Hey there all! James here. I have a story that was published on an online magazine called Bartleby Snopes. It is being considered for Story of the Month, and it would be swell if you could help out. Just visit this site:
Scroll down to near the bottom, and you'll see the option to vote. My story is published under my "pen name" Jack Frey. The story is called Seafood Delight.
I have realized that with all of my ramblings of things inside my head, family news has gone by the wayside. So here it goes, a sort of belated Christmas newsletter.
James' first term working at his Masters went well. For the most part, he has thoroughly enjoyed his reunion with the scholastic environment. There have of course, also been refreshers of certain aspects of school that we'd happily forgotten. An exciting possibility on the horizon is that James' project for his thesis is located in Bali, Indonesia and it looks like he'll have to spent a good portion of the summer there. Of course, I wouldn't find this very exciting if there were not the distinct possibility that all four of us can go. We should be hearing back about funding for this in the near future. So here is a new prayer request... pray that we can all go to Bali as a family!
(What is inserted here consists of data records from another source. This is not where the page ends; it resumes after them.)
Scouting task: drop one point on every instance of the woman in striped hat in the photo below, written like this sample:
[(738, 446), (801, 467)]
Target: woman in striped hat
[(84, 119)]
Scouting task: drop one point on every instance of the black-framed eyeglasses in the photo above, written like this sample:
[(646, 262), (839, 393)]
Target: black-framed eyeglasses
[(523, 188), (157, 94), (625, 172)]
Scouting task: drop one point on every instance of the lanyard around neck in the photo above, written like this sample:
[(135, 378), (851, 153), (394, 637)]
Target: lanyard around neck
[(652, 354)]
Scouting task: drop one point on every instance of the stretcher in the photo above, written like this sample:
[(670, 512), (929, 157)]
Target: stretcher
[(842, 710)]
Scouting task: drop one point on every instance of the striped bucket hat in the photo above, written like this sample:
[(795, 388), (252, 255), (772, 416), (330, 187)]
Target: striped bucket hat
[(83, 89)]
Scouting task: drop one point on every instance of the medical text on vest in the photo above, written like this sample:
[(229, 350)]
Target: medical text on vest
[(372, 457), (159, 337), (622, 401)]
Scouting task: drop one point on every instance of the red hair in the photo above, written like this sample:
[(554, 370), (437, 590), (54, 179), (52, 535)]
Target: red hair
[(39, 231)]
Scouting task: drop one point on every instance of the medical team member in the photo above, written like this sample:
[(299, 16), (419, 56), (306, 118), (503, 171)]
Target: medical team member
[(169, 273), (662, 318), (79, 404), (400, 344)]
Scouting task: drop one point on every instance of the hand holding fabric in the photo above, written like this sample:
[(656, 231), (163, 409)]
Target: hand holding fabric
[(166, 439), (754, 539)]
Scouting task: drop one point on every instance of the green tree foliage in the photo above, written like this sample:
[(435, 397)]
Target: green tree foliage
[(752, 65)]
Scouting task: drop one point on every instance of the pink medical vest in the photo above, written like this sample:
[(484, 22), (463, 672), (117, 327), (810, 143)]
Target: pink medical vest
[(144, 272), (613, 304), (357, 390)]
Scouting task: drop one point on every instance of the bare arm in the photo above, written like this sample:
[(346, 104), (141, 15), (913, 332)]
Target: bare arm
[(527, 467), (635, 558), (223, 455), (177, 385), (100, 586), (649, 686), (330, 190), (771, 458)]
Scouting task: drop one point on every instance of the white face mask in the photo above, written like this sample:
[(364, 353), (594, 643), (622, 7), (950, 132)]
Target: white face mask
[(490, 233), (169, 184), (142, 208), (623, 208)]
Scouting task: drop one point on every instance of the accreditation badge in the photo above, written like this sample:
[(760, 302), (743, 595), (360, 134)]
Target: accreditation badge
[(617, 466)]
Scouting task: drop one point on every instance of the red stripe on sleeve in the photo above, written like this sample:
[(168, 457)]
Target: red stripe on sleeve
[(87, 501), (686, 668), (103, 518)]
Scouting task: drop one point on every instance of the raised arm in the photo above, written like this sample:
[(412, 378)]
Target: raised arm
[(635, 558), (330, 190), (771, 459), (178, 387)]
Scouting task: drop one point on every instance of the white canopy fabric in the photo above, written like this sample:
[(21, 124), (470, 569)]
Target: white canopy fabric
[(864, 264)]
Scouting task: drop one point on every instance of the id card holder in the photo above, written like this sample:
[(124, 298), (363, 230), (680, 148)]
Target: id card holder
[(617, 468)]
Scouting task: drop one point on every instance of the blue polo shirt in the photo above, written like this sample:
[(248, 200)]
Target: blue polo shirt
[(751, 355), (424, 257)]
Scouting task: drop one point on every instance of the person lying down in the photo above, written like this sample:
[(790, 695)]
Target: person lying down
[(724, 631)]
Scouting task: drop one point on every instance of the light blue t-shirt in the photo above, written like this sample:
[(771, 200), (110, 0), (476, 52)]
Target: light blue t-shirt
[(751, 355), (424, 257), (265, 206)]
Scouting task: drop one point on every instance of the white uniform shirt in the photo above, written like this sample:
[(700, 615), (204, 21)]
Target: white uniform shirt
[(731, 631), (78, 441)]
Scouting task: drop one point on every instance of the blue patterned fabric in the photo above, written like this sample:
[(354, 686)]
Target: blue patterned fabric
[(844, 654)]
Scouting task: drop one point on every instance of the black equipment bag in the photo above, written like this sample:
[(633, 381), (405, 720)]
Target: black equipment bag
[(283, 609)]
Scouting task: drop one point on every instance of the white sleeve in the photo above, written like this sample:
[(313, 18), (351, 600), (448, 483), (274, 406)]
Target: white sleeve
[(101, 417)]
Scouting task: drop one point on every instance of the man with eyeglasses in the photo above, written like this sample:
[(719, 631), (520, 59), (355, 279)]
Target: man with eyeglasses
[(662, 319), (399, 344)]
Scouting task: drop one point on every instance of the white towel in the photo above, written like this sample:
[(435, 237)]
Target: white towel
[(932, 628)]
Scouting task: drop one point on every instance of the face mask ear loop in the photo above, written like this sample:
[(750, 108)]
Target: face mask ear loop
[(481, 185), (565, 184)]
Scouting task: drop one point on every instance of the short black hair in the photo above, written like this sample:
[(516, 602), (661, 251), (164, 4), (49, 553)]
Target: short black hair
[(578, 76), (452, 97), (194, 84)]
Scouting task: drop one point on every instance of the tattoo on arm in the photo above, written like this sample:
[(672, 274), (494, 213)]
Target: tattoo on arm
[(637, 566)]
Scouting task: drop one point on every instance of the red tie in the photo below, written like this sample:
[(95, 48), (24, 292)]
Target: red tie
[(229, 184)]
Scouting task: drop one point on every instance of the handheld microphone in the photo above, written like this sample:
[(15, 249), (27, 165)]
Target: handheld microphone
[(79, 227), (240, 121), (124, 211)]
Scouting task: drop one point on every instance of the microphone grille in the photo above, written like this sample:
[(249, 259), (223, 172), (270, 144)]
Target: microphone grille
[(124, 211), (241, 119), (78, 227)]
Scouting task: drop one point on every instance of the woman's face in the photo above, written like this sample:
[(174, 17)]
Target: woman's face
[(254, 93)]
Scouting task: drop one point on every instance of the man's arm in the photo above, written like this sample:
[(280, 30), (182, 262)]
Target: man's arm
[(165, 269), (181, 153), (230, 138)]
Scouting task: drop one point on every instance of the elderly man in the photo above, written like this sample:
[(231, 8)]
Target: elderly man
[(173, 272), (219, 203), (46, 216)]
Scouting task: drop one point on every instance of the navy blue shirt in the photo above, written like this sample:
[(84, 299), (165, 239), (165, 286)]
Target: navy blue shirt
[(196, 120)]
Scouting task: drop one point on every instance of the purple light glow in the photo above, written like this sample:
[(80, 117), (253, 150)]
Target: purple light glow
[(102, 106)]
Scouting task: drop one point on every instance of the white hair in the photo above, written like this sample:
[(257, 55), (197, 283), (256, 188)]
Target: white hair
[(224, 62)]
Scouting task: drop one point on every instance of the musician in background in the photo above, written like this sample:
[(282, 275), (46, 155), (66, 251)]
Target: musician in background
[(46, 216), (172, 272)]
As many of you know, James is also an extremely dedicated creative writer. He has seen a lot of his work get published in this last year and was also recently nominated for the Push Cart prize. These are all short stories, but he is also working on a novel or two (which I look forward to seeing in print!).
As for myself, shortly after writing that last blog post, I was given special permission to register late at the University and I am enrolled in a Chemistry course and lab starting in January. I admit to being a nerd in that I LOVE chemistry and that I am looking forward to a happy reunion with it. Like I said last time, I'll slowly peck away at the courses that I need, and refresh the other ones that I have forgotten. When that is done (probably one year), we can reassess the situation, see how things are going, and first and foremost, wait for God's direction.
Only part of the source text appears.